E' il turno della seconda madrina, la strepitosa Giorgia. Apre le danze con la solare Girasole preseguendo con la romantica Di Sole e d’azzurro. Poi è il turno della scatenatissima Vivi Davvero, della raffinata Per Fare a Meno Di Te, e della emozionante Marzo. E' la volta della seconda collaborazione di Laura, che con la sua amica/rivale realizza il sogno nel sogno di cantare Gocce di Memoria. Interpretandola troppo di pancia (come direbbe Simona Ventura) peccando di tecnica di fronte alla perfezione di Giorgia. Bisogna ammetterlo. Prima di salutarci, Giorgia ci regala ancora un duetto con Elisa in E poi. Standing ovation per Giorgia, che nonostante le ultime scelte discografiche poco convincenti, si rinnova e si dimostra sempre una degna rivale e una degna collega di Laura. Semplicemente unica.

La terza madrina si chiama Elisa, che si presanta con il suo bel pancione, in attesa del suo primo figlio. Si parte con Stay e si prosegue con Una Poesia Anche Per Te passando per Gli Ostacoli Del Cuore dove fa il suo primo ingresso al Meazza la regina del rock: Gianna Nannini che interpreta Ligabue come solo lei può fare. Continuano i duetti per Elisa, prima con Fiorella Mannoia in Eppure sentire, poi in Heaven Out Of Hell con Giorgia e infine Rainbow con Laura. Un duetto tra i più belli della serita per la nostra beniamina. Ad accompagnare Elisa e Laura arriva anche Irene grandi per interpretare Luce, in una versione acustica e magica. Elisa di dimostra molto duttile, capace di suscitare sia lacrime che energia.

Ed ecco lei. La perla. La regina della musica italiana, il manager della serata.
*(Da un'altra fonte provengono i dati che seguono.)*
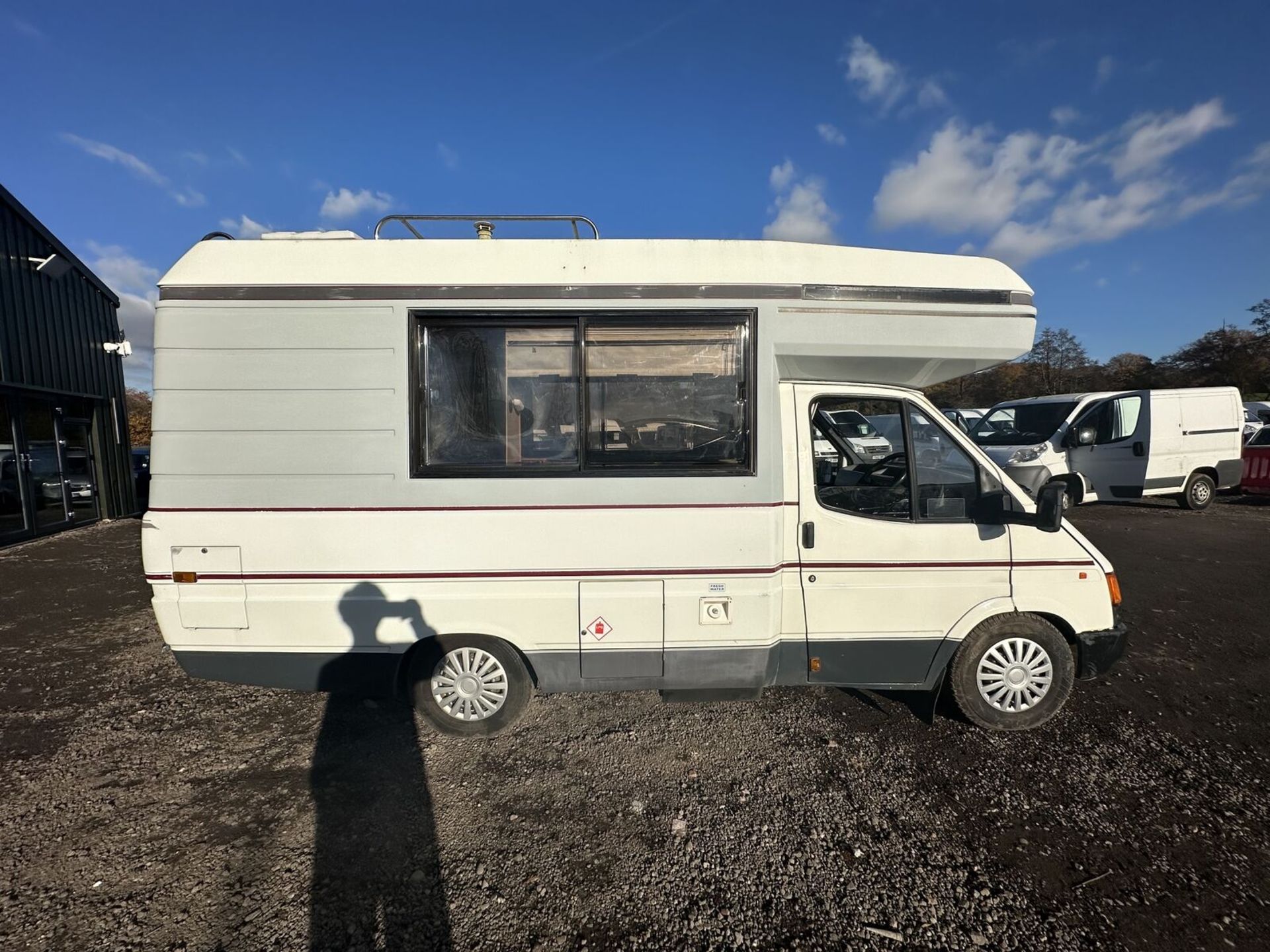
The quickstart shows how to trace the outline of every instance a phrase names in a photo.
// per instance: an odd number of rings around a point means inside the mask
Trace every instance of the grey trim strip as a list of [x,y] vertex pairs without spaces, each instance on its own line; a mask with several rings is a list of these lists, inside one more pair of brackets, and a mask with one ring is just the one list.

Parte come era partina due anni prima, con Io Canto. prosegue con Come Se Non Fosse Stato Mai Amore, intona E Ritorno da te e interpreta Invece No. L'angolo dei duetti prevede Tra Te e il Mare insieme ad Elisa, Primavera in Anticipo con Giorgia e paradossalmente La Solitudine con Gianna Nannini. La mezz'ora di Laura passa troppo velocemente, ma abbiamo avuto la fortuna di godercela da sola nel non lontano 2007... riteniamoci fortunati, anzi orgogliosi, perchè più che fortuna il suo è merito.

Arriva per ultima (in tutti i sensi, stavolta la ritardataria è lei) ma si fa perdonare subito cantando a raffica America, Attimo, Maledetto Ciao, Bello e Impossibile, Fotoromanza e Meravigliosa Creatura. Con Giorgia duetta in Amandoti e Come Saprei e con la nostra Laura in una delle canzoni più belle degli ultimi vent'anni: Sei nell’anima. Una goduria. Poi il momento che tutti aspettavamo... quello dell'inedito composto da Gianna e cantato dalle cinque madrine: Donna D’Onna. Una canzone graffiante ed emozionante. Si spera che venga presto incisa, perchè si tratta di un capolavoro.

Il concerto si termina con tutte le amiche per l'Abruzzo unite sul ring per cantare Il Mio Canto Libero. Una serata indimenticabile. Una Laura che trascina delle strabilianti compagne di viaggio. Chi più chi meno si tratta del nostro patrimonio musicale in rosa, che non ha nulla da invidiare a quello maschile che per anni ha dominato quel palco. Invece è giusto dare spazio a tutti, senza limiti sessuali, di generi musicali o semplicemente per scele discografiche. La musica è questo. Unione, novità e bellezza. Grazie a tutte voi per avercelo ricordato e averci regalato cotanta bellezza.

Perchè in Abruzzo per ricostruire ci vorrà tempo, ma in una notte si è riscito a ridare calore a chi di freddo per mesi ne ha patito davvero troppo. Di fame di ricordi ne ha sentita parecchia. La musica è in grado di ricostruire ciò che la mano dell'uomo non potrà mai riuscire a ridare.